Model Training Process
Model training
This step of EasyRPA involves training the ML model using the provided training set. The system runs training for a specified number of iterations and selects the best model.
Process developer can specify the model type (single vs multi-label), the number of iterations, etc. using a configuration JSON file.
Package creation
The Spacy model comes packaged with configuration files and uploaded to the Nexus repo.
Classification Process
Model execution
The classification model is executed for a single document.
The result of model execution is a JSON with two sections
- scores section contains key-value pairs with category names and their probabilities
- categories section contains a single category, in case of single-label classification a list of categories whose probability is higher than set in the Document type Settings "scoreTreshold".
Model Training Configuration File
To train a Classification model you need to provide a JSON that defines configuration parameters for the training process.
Let's take a closer look at these configuration settings.
The developer can specify model settings in the configuration file. This file is required and has the following settings:
- ocr_fixes(list of objects)(optional) - values that should be replaced with other values are defined here. In the example below value "G4LD" will be replaced with the value "64LD".
- trainer_name(string)(required) - a python artifact that produces model packages for processing with a specific model type. There are two modules in it: a module for training on tagged data and generating a trained model package, and a module for downloading the trained model from the Nexus or from the cache and running it on the input data. Please, refer to Out of the box CL models and Out of the box CLHTML models for more details.
- trainer_version(string)(required) - a trainer version. Please, refer to Out of the box CL models and Out of the box CLHTML models for more details.
- trainer_description(string)(required) - a trainer description.
- single_label(boolean)(optional) - the type of classification model (multi-label or single-label classification). The default value is 'true'.

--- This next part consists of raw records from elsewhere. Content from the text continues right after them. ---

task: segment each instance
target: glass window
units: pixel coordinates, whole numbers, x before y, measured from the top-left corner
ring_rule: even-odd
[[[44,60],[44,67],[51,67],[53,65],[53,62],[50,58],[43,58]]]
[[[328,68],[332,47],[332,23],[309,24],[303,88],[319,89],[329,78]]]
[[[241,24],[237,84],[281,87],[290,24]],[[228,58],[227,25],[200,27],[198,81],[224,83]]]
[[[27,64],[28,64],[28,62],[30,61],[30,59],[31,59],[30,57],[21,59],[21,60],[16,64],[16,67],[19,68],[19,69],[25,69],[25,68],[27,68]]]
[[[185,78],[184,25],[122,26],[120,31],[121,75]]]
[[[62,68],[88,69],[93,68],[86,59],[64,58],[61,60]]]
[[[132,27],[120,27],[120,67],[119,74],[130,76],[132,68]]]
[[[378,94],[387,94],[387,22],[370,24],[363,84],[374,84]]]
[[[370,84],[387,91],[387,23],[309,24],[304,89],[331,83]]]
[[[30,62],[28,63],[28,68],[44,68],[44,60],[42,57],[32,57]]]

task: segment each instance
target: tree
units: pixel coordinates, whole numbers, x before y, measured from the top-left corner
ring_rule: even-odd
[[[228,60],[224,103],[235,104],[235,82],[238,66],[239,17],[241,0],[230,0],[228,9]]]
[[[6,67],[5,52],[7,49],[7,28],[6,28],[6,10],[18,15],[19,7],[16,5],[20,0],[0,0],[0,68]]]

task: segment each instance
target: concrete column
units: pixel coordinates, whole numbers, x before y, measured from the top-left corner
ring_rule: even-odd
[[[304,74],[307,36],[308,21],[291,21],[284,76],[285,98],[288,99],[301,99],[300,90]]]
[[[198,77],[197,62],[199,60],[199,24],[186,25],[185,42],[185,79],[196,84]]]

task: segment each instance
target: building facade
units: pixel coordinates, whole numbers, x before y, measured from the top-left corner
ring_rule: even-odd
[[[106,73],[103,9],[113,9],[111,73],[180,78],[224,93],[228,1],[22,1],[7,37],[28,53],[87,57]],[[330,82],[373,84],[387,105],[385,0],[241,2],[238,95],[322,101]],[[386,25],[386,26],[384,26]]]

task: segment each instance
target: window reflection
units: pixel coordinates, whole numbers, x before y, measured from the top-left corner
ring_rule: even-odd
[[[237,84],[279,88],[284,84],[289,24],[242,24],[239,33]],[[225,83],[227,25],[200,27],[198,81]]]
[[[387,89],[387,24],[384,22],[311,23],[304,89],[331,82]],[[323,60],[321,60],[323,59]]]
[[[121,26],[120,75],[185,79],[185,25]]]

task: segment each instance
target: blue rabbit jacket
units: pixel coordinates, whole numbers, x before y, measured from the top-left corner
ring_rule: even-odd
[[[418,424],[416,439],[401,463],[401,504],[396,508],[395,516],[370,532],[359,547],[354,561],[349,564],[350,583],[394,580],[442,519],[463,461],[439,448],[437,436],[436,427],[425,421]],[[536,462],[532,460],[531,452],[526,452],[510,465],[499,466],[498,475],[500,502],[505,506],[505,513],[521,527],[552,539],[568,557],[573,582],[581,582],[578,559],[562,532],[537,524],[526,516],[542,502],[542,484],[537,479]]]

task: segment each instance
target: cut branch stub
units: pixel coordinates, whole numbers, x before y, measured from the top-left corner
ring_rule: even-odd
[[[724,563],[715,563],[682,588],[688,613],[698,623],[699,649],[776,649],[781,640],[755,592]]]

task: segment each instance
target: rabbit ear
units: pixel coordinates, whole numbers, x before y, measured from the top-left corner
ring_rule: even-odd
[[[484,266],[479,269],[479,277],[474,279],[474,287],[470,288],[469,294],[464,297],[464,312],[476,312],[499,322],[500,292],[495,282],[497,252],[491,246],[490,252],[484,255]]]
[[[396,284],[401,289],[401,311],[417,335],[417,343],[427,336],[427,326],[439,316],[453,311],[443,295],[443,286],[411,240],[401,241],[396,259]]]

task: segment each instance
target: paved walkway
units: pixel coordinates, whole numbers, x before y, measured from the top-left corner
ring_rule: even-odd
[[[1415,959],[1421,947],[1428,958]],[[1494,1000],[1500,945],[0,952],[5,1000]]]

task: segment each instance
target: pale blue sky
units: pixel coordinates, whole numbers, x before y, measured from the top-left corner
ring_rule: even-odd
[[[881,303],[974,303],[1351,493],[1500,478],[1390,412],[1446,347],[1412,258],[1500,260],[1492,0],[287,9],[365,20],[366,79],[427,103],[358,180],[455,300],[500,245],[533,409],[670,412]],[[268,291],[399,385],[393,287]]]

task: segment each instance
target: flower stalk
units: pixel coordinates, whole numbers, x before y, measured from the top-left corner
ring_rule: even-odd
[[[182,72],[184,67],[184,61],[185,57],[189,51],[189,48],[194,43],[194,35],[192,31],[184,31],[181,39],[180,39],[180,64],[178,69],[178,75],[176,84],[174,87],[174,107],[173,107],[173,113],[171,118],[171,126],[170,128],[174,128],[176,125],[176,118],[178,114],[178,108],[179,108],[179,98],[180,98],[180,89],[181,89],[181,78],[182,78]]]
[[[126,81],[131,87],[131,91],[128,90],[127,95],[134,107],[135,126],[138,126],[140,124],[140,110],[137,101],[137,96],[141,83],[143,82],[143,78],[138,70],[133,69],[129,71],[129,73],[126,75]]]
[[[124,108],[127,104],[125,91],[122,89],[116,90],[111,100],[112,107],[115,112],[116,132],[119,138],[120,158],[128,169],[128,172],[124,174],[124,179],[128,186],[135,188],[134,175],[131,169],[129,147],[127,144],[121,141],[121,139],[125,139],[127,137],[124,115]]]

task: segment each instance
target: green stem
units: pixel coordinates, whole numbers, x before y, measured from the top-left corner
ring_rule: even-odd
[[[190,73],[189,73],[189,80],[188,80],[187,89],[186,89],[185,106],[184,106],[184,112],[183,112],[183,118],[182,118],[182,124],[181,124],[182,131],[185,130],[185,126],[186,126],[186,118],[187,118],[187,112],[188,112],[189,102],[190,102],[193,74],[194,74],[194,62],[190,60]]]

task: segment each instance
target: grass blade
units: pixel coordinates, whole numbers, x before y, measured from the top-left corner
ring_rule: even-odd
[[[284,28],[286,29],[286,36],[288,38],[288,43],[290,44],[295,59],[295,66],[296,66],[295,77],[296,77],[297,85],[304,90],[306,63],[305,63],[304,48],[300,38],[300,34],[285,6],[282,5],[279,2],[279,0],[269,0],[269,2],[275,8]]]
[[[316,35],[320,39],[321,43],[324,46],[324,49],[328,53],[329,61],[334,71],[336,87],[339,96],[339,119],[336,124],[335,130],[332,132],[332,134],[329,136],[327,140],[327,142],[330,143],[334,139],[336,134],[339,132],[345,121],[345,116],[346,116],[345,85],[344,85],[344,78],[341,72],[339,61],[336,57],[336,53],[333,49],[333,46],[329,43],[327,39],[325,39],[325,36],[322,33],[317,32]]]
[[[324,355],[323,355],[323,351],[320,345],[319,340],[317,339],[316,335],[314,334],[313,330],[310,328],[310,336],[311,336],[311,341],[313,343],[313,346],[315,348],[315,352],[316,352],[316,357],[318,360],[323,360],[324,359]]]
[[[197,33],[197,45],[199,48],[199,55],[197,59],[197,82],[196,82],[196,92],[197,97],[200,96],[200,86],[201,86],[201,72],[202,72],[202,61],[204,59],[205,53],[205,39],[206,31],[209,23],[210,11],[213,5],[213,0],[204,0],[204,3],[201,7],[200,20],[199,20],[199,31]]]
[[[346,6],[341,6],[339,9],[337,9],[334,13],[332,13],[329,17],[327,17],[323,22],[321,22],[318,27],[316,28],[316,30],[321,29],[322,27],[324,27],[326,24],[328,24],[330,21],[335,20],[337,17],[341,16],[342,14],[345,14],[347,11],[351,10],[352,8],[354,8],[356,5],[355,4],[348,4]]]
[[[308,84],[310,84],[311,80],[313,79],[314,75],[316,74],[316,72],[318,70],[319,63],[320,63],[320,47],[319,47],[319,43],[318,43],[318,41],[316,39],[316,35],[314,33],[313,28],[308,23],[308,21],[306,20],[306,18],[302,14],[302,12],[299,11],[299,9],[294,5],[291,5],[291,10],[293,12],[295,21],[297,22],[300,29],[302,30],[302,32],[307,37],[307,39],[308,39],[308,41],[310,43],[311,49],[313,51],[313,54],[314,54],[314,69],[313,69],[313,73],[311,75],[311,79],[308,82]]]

- lang(string)(optional) - the language of input data. The default value is 'en'.
- lemmatization(boolean)(optional) - technique which is used to reduce words to a normalized form. In lemmatization, the transformation uses a pre-trained spacy models components (part-of-speech, context, normalization table) to map different variants of a word back to its root format. So, with this approach, we are able to reduce non trivial inflections such as “is”, “was”, “were” back to the root “be”. Lemmatization can potentially increase the quality of the classification model. The default value is 'false'.
- iterations(number)(optional) - number of iterations of model training on a given training set. The default value is '30'.
- categories(list of strings)(optional) - the categories to which a document can belong.